The authors tackled the lack of benchmarks that reveal the analogical reasoning process in neural models by proposing E-KAR, a first-of-its-kind Explainable Knowledge-intensive Analogical Reasoning benchmark with 1,655 Chinese and 1,251 English problems from Civil Service Exams, which proved very challenging for state-of-the-art models in both explanation generation and question answering tasks.

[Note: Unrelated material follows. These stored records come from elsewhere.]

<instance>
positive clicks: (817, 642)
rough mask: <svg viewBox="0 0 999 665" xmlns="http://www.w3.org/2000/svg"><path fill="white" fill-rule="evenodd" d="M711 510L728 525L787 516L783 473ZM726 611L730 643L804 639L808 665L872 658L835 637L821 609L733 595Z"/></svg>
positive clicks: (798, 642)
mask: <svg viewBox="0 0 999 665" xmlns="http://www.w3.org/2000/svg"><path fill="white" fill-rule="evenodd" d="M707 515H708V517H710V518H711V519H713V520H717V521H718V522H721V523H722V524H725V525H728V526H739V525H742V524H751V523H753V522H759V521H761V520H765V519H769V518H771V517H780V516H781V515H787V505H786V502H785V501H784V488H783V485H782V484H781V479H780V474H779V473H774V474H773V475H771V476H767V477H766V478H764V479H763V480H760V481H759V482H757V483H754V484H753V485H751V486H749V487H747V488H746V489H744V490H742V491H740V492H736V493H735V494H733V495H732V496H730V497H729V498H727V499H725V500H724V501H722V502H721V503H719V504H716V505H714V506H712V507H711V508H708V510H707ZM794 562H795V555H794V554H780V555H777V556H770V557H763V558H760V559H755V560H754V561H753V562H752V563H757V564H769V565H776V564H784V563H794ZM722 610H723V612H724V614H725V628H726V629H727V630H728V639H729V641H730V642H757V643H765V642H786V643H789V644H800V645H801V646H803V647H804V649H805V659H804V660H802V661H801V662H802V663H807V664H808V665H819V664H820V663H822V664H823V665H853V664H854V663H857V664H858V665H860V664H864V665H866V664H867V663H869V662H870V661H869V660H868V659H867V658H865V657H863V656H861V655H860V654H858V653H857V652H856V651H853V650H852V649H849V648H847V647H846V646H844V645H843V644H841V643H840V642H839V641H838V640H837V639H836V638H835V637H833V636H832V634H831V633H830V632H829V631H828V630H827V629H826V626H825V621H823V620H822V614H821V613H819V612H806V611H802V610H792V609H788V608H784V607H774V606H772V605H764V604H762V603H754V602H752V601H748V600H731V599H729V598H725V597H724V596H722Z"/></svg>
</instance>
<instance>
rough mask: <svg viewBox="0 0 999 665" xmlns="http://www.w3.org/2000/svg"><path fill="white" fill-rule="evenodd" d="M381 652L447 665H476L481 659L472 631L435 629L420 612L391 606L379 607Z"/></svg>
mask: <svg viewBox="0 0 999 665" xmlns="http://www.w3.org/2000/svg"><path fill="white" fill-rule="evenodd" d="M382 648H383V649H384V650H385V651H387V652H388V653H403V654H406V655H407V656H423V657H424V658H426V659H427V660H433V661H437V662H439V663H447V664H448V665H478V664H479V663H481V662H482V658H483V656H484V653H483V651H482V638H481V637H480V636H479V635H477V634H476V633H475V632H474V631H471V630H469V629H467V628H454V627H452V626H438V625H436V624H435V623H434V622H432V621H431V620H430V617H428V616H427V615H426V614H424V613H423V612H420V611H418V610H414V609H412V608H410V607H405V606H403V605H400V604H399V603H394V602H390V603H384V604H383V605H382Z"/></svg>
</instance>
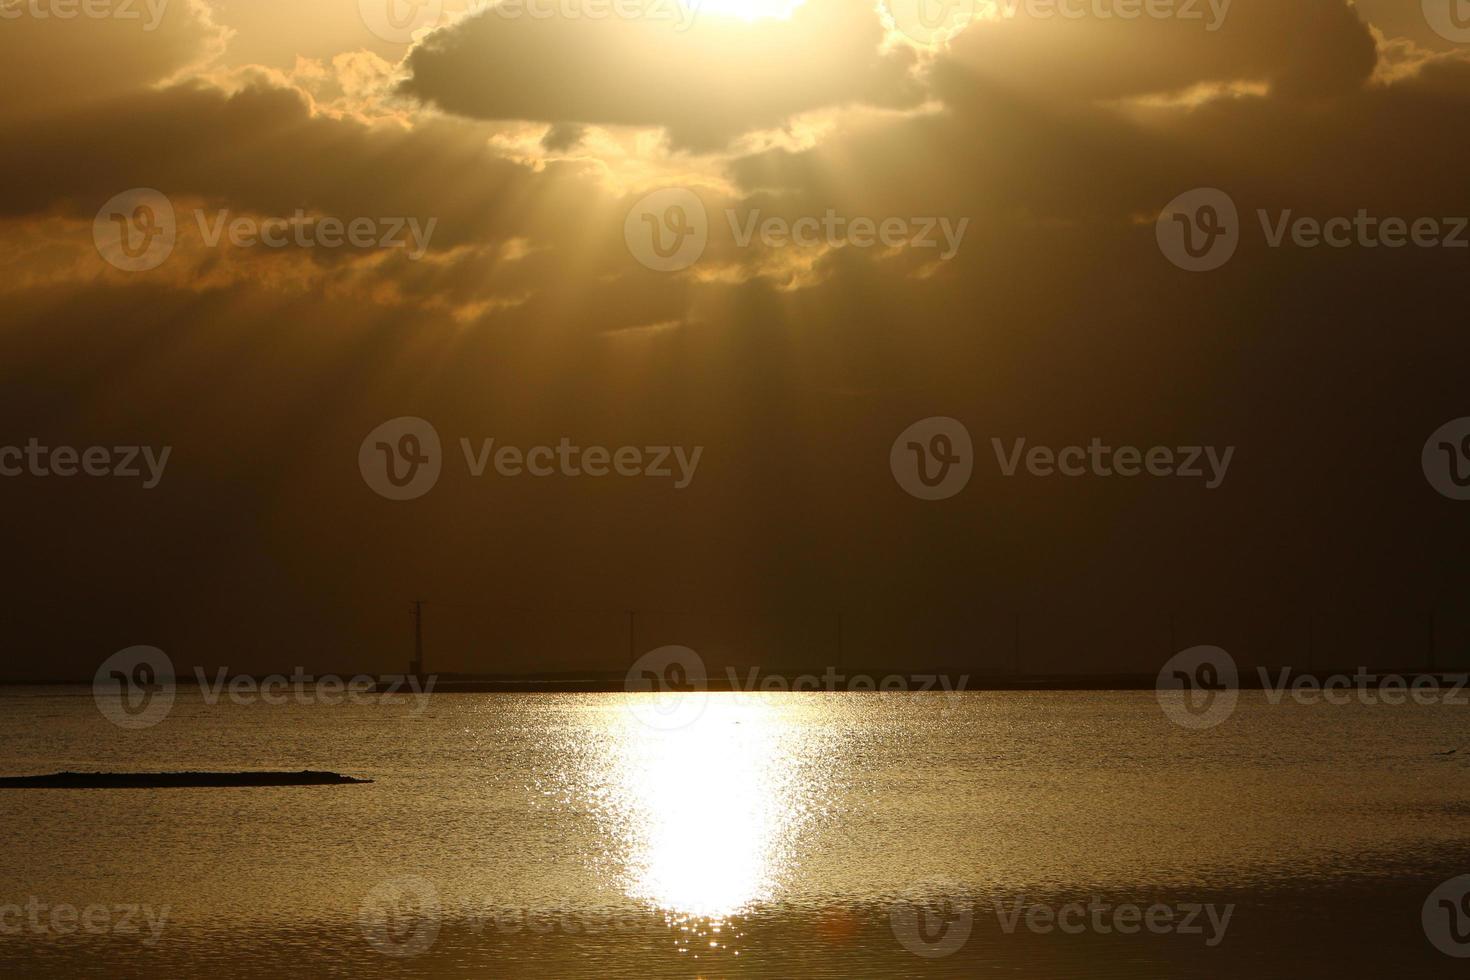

The ability to recognize analogies is fundamental to human cognition. Existing benchmarks to test word analogy do not reveal the underneath process of analogical reasoning of neural models. Holding the belief that models capable of reasoning should be right for the right reasons, we propose a first-of-its-kind Explainable Knowledge-intensive Analogical Reasoning benchmark (E-KAR). Our benchmark consists of 1,655 (in Chinese) and 1,251 (in English) problems sourced from the Civil Service Exams, which require intensive background knowledge to solve. More importantly, we design a free-text explanation scheme to explain whether an analogy should be drawn, and manually annotate them for each and every question and candidate answer. Empirical results suggest that this benchmark is very challenging for some state-of-the-art models for both explanation generation and analogical question answering tasks, which invites further research in this area.